Today, I read a most intriguing interview with a very interesting and talented artist, Ivan Lloyd:
I read an interview with John McLaughlin, the jazz guitarist, where he said that when he got on stage before an audience he strove to achieve a mental state where he was in total communion with God before beginning the performance. He said success with such a mental state was rare but achievable. Is this the same thing as your “familiar space”?

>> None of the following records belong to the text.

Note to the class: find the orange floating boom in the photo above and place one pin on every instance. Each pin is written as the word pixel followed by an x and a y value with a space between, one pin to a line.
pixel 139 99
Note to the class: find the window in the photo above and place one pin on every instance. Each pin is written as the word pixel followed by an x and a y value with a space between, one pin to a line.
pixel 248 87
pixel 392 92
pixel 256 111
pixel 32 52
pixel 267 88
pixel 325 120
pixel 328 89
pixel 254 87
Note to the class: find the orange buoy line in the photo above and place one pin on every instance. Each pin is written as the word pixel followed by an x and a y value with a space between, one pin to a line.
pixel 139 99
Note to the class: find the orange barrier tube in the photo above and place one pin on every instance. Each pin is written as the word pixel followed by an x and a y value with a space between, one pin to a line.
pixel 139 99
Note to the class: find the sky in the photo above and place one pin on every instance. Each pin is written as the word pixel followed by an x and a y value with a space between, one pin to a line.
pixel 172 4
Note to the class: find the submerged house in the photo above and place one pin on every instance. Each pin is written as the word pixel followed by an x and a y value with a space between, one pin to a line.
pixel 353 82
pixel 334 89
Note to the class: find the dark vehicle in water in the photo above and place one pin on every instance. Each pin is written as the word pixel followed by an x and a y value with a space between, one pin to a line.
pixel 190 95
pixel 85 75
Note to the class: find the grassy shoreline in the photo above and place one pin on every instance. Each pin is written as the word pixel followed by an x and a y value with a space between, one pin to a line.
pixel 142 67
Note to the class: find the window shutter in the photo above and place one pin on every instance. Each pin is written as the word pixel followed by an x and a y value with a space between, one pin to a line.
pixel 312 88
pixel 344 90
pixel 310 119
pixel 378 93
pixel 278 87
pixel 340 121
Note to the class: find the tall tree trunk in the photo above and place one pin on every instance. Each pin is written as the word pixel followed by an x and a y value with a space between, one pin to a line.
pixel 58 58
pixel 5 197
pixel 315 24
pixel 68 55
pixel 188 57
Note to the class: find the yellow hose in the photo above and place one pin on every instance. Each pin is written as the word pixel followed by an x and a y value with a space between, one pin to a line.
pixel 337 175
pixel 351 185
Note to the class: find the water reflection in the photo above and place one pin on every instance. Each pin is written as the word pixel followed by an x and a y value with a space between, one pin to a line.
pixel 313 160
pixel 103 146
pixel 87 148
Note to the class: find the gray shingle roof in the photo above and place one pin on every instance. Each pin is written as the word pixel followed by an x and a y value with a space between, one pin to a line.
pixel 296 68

I can’t say it’s like that for me, because improvising as a painter differs from the precision demanded of musicians. It’s more about warming up as I proceed to work. For the first half-hour I’m dealing with that conversation in my head, you know, that inner voice that brays like a parent. Instead of trying to suppress the dialogue I let it ramble on until I don’t listen anymore. About the same time, my brush strokes become automatic and there’s an inner peace. That state of being has little do with identity, let’s say, me the composer, or me the artist. On the contrary! The thought process is more of an intellectual hindrance to the creative process. Rather than impose my imagery on the canvas, I strive to be an instrument, or conduit, for images to manifest from another plane, in spite of my ego. It’s a fluid organic process and from that point of view it is that “familiar space,” that inner sanctum, if you will.
In that case you would advocate artists should practice some form of mental exercise or yoga as a way to silence the babbling that goes on in the mind; babbling which interferes with the creative process?
The creative process is so uniquely individual, each person approaches it differently. I don’t recommend yoga or mental exercises to quieten that babbling brook we call the thought process. You can’t silence or subdue this phenomena without concentrated breathing exercises, leading to deep meditation, which implies shutting down the senses to outside stimuli, in which case you’d be in no condition to paint. The painting process in itself is good enough therapy, and letting go of preconceived ideas is helpful in achieving the same results, without meditation.
So, I am reflecting on the power struggle between the mind and the heart… Indeed, the way to win this battle is to let go of the battle. Because, as the presenter last night paraphrased the Buddha, “The moment you thought you’ve got it, you’ve lost it”.